Text to Octal
Turn text into octal. Each character is shown as its base-8 byte value.
About the Text to Octal converter
This tool converts text into octal, the base-8 number system that uses only the digits 0 through 7. Each character is encoded to its byte value and printed in octal, so the capital A (byte 65) becomes 101. Octal turns up in Unix file permissions, in older systems programming, and in escape sequences inside string literals.
How to use it
- Type or paste your text into the input.
- The octal codes appear immediately, one space-separated value per character.
- Copy the output for use in a script, document, or learning exercise.
A common use is illustrating how characters map to base-8 codes when teaching number systems.

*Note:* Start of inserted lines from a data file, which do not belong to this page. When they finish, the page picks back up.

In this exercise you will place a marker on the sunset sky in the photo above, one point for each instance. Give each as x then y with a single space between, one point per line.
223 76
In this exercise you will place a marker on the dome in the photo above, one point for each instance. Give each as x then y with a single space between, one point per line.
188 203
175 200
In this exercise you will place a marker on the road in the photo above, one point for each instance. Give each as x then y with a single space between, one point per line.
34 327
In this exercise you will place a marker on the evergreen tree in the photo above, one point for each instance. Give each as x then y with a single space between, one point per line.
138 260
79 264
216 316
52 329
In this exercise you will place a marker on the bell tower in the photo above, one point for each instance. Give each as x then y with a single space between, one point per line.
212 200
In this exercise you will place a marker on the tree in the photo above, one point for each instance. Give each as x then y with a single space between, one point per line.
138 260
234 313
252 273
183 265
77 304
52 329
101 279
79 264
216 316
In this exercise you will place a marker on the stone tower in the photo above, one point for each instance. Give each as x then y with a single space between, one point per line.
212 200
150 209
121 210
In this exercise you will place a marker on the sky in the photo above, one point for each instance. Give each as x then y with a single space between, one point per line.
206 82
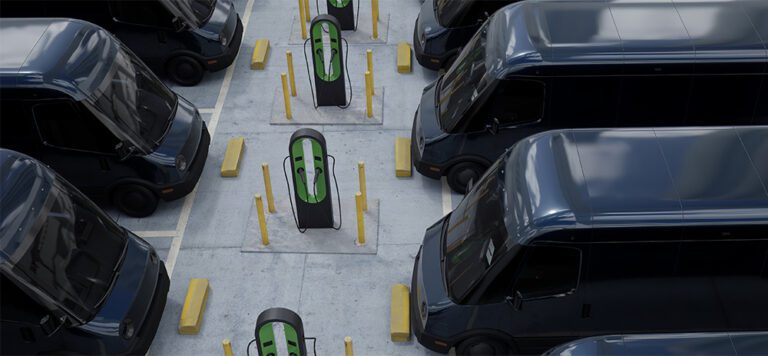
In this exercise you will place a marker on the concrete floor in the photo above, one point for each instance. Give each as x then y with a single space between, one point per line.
201 236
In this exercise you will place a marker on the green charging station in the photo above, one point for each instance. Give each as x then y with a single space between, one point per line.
329 81
343 11
293 329
311 180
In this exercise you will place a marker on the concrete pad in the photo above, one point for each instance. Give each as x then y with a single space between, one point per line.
305 113
284 237
363 35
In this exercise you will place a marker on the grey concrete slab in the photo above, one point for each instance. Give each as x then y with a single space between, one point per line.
242 285
349 295
363 34
304 112
284 236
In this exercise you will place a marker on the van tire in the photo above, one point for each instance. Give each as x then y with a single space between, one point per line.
185 70
460 174
135 200
481 345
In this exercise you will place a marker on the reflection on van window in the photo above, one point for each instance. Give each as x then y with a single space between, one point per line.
62 125
463 83
121 89
70 251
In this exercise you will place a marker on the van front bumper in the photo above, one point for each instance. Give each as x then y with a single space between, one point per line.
183 188
218 63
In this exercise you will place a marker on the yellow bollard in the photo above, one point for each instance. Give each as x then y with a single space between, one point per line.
227 347
361 174
303 19
291 74
348 346
369 55
268 187
368 94
375 15
262 221
360 222
286 97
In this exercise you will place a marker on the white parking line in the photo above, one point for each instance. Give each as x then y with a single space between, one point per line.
160 233
181 226
447 204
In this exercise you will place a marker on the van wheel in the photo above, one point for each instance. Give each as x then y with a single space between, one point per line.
481 345
185 70
135 200
460 174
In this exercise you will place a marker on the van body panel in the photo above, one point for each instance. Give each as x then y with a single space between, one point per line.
670 226
597 64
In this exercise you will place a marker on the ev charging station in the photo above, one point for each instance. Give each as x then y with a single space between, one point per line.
311 179
293 328
329 82
344 12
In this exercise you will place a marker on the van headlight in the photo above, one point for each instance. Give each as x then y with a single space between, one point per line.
181 163
127 330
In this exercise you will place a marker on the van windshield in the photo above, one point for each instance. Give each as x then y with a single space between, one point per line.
487 224
194 12
121 90
464 82
70 251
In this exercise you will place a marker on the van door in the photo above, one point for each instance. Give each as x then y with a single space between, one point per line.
515 109
76 144
147 28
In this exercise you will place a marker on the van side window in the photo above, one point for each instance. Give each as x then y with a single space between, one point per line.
17 306
517 101
63 125
17 129
147 13
548 271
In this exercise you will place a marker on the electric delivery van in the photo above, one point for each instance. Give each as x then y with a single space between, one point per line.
72 281
584 232
444 26
75 98
535 66
181 39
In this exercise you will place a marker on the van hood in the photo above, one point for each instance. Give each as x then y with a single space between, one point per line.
183 136
131 296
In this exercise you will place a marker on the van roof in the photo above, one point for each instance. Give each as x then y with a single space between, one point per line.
46 52
627 31
644 177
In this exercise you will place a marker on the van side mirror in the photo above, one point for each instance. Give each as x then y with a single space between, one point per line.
124 150
493 127
50 324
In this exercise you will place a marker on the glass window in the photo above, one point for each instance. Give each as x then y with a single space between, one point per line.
148 13
517 101
548 271
63 125
464 82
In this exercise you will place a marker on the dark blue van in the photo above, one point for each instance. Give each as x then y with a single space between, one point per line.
73 97
181 39
72 281
542 65
584 232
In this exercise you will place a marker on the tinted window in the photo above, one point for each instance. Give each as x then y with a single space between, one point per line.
62 124
548 271
585 101
516 101
17 129
149 13
649 99
723 99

Keep in mind that plain ASCII characters fit in one byte, while accented letters and emoji use several UTF-8 bytes and so produce multiple octal codes. The conversion runs locally in your browser, so the text you enter is never uploaded or stored.
Frequently asked questions
Which digits does octal use?
Octal is base-8, so it uses only the digits 0 through 7. There are no digits 8 or 9 and no letters, unlike hexadecimal.
What does an octal code like 101 represent?
It is the byte value of a character written in base-8. Octal 101 equals decimal 65, which is the capital letter A.
How are multi-byte characters converted?
Accented letters and emoji are encoded as several UTF-8 bytes, and each byte is shown as its own octal code, so one such character can produce multiple values.
Is my text sent to a server?
No. The conversion is performed in your browser, so nothing you type is uploaded.